New speech synthesis systems are based on complex neural network architectures to achieve naturalness close to human speech. This complexity prevents their direct application in embedded systems that have limited processing power and memory resources.
The Speech Group has developed a prototype speech synthesis system “Vezilka-lite” based on neural networks that can be applied in this kind of systems. The system is implemented with a simplified model for creating the voice (vocoder), which allows the system to work in real time. This leads to a reduction in naturalness compared to more complex vocoders, but is a necessary trade-off for deploying the full system on a nested platform.
The system was developed for the company Gordian systems, Skopje, in order to be applied in the innovative assistive devices manufactured by the company. These devices will be able to communicate with target users who may be visually impaired or blind. With that, it will be possible to directly influence the improvement of the life of this category of citizens and increase their inclusion in society.
Here’s what the prototype system sounds like.
Јас сум систем за синтеза на говор на македонски наменет за работа во реално време на вгнездени системи.
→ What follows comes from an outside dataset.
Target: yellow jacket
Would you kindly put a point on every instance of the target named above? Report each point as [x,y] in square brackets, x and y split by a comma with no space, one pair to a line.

Системот е развиен за компанијата Гордиан системи со поддршка од Фондот за иновации и технолошки развој.
Асистивните технологии овозможуваат дигитална инклузија на лицата со попреченост.
Визијата на здружението за асистивна технологија „Отворете ги прозорците“ е свет на рамноправни активни луѓе.
To train our system, we used some of the publicly available audiobooks published by the Macedonian National Union of the Blind. The development of the system was financed by the Macedonian Fund for Innovation and Technological Development.